By David Berman
If the recent 7.4% decline by the S&P 500 – along with similar declines by virtually every index in the world since January – isn’t putting sweat on your brow, Bespoke Investment Group has a more alarming way to size up the dip: 35% of the S&P 500’s gains since the start of 2009 have been erased in fewer than 14 trading days.
That is, the index gained 247 points from the start of 2009 until its peak on Jan. 19. Since then, the index has fallen 86 points.
That certainly is a sobering observation. However, I think it is worth pointing out that 2009 included two months of setbacks at the start of the year – which sent the S&P 500 down 25% – before the index finally embarked upon a 10 month bull-market bonanza.
If you look at the index’s performance since hitting a 12-year low on March 9, then it actually rose 474 points to its peak in January. Using that number, the recent decline represents an 18% clawback – perhaps painful and unsettling, but far less severe.

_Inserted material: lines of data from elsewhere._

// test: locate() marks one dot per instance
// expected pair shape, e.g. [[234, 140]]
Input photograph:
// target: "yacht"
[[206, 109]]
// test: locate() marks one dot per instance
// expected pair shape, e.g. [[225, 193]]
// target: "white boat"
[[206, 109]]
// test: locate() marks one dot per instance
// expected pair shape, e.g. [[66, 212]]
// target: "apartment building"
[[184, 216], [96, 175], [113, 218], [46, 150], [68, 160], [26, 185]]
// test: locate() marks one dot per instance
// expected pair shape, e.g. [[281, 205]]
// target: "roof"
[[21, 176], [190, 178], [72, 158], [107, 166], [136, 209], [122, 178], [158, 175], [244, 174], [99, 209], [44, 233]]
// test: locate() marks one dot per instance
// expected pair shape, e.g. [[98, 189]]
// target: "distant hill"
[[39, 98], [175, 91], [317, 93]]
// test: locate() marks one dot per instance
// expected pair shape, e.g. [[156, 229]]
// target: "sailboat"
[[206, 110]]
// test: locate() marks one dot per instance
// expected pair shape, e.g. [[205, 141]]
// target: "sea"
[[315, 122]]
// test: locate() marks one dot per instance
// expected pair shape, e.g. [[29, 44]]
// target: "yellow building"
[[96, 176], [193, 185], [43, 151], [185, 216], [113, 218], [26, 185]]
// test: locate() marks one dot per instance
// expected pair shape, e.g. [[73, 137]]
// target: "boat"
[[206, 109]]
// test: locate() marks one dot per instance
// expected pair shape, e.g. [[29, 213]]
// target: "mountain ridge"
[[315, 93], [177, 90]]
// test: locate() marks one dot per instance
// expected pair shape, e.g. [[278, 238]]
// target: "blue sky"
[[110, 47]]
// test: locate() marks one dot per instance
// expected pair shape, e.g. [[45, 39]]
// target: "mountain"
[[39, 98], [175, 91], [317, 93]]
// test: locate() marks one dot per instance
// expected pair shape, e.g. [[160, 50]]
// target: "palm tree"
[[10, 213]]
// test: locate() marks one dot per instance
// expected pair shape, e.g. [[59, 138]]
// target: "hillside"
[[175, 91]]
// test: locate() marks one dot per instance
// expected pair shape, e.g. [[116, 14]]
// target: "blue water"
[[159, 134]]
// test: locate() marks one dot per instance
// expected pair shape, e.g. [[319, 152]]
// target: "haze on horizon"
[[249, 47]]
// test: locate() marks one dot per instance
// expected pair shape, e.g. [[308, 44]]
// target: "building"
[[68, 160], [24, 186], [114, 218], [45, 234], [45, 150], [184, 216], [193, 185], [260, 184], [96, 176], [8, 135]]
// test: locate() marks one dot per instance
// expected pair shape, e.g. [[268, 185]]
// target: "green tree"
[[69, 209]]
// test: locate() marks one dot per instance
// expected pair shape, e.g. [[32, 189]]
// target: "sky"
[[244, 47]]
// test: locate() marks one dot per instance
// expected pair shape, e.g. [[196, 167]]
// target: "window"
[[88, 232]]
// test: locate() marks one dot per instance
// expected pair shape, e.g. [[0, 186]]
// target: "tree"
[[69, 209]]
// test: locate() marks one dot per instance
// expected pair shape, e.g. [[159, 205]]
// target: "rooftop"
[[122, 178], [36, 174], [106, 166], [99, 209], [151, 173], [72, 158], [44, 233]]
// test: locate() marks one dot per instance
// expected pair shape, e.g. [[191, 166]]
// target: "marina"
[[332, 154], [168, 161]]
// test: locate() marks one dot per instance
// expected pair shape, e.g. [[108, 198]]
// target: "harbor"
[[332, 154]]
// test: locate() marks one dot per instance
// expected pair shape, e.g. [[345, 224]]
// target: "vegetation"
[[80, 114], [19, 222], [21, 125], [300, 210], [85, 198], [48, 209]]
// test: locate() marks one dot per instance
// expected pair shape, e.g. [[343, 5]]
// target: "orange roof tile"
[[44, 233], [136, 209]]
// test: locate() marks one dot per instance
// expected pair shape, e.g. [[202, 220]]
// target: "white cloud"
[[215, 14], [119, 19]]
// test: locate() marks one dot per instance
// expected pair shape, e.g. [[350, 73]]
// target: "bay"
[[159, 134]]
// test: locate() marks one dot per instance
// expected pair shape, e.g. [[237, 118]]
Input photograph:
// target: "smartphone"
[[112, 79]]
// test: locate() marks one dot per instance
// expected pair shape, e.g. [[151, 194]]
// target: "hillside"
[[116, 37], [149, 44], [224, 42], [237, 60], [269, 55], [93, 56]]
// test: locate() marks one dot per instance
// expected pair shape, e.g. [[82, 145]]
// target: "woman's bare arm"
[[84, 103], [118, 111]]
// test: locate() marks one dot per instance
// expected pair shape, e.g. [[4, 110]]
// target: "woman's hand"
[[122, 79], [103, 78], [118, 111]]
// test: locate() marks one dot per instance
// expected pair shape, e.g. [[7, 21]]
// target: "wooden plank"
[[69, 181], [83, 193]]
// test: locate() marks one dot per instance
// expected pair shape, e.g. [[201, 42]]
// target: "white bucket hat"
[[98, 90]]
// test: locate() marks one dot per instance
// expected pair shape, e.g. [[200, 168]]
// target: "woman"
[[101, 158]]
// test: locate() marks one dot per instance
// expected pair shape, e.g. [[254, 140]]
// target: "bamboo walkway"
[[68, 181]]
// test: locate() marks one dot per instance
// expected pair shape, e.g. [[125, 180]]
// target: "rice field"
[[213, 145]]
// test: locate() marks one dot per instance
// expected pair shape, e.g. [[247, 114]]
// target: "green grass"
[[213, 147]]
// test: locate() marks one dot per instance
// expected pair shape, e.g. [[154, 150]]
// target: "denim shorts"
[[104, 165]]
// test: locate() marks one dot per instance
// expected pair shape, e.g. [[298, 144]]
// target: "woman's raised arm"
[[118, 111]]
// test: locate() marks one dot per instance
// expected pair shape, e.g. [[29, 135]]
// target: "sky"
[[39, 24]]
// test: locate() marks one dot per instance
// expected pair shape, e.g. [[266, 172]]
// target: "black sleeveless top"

Let’s take a look at the Canadian numbers. The S&P/TSX composite index has fallen 6.7%, or 797 points, from its recent peak on Jan. 8. Using Bespoke’s approach, that means the index has handed back over the past month 27% of its gains since the start of 2009.
But using the index’s gains since its trough in March, the recent setback amounts to a far-less disturbing 18% hand-back.